Presidente pede para partidos evitarem usar a situação naquele país como arma de arremesso durante a campanha eleitoral. Pode ser prejudicial para os portugueses que lá vivem

Miguel Marujo
© PAULO NOVAIS/LUSA

Marcelo Rebelo de Sousa pede prudência aos partidos para evitarem usar a Venezuela como arma de arremesso na campanha eleitoral. "Começar a berrar" sobre o que se deve fazer para apoiar os emigrantes portugueses nesse país sul-americano pode ser prejudicial, avisou o Presidente da República em entrevista à Rádio Renascença.

"Para alguns, pode ser muito interessante, erradamente, começar a berrar em torno disso, mas podem prejudicar os nossos compatriotas que lá estão. O que tem que ser feito, tem que ser feito de uma forma que não é pública", alertou.

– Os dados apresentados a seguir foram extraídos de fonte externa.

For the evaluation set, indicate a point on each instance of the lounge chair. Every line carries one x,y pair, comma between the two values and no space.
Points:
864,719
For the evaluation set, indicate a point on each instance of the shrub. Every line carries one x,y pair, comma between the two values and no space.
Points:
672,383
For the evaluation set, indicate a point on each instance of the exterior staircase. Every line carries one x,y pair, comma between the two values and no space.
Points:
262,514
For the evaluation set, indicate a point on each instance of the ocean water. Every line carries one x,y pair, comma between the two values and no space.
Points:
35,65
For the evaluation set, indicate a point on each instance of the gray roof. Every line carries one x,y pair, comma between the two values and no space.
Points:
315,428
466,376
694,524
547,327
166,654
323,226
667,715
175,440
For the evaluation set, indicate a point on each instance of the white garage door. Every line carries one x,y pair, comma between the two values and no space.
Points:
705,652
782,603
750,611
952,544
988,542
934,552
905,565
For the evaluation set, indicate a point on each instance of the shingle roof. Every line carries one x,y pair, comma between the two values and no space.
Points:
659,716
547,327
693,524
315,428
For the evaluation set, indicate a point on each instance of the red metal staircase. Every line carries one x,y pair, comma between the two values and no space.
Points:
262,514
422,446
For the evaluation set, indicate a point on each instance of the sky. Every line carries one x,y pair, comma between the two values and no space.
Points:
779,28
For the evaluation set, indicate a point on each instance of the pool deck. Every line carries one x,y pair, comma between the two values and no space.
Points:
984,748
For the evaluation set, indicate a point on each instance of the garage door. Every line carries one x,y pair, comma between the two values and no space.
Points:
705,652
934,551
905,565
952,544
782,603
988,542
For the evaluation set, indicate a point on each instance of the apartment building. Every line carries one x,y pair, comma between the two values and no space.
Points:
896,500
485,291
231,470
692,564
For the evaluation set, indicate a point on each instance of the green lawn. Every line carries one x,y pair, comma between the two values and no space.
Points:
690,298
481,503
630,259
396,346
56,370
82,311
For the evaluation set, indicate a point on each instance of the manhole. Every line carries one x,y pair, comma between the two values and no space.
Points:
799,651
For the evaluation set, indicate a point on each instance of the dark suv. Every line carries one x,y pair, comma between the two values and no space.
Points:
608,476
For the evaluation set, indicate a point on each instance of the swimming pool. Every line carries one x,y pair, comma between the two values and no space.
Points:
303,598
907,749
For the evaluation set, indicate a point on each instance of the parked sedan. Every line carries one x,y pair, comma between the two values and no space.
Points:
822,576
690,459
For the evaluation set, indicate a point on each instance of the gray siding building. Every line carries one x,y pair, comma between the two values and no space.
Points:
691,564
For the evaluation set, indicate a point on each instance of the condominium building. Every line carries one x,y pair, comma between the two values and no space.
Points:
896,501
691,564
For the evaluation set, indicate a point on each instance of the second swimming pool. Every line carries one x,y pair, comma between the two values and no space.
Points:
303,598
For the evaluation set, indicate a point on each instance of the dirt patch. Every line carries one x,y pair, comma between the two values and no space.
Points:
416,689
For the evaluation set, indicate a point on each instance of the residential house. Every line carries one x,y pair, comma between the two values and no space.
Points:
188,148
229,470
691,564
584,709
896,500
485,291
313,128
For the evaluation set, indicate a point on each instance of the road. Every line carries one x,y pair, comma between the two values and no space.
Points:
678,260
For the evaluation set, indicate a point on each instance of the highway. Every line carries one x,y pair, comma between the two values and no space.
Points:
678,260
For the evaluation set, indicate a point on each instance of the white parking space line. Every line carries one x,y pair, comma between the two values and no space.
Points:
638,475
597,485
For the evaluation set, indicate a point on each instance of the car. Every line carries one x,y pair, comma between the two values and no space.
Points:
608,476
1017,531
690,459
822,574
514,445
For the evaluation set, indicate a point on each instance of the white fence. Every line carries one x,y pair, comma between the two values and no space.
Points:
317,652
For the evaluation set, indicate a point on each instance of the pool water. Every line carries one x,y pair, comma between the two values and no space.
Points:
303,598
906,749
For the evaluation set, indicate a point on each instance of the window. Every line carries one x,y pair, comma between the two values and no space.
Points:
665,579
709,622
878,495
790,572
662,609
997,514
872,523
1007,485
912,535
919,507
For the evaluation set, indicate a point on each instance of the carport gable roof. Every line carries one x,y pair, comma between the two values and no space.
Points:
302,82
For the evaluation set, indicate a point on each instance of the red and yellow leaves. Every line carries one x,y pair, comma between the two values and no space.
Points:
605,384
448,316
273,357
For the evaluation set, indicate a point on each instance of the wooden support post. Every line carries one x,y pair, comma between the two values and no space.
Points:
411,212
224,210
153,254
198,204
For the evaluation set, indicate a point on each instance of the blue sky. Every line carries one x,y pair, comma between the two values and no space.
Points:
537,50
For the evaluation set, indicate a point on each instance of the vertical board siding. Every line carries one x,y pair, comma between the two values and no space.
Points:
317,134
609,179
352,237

Para Marcelo, os portugueses na Venezuela já estão a ser apoiados da forma que devem ser apoiados. "Há um reforço de meios de toda a natureza para apoio aos portugueses", sobretudo para os que têm estabelecimentos comerciais, explicou, e "sentem na rua os efeitos da crise económica e social". Mas esse apoio é feito discretamente, sem ondas.

A ideia, antecipou o Chefe do Estado, é "pacificar, a começar pelo espírito das pessoas", o que se faz sem "levantar ondas, nem criar especulações, nem suscitar problemas que depois são contraproducentes para os nossos nacionais".

O Presidente confirmou que tem "acompanhado a par e passo" a situação no país e garantiu que, tanto da parte da Presidência como do Governo, "existe uma permanente preocupação com a nossa comunidade".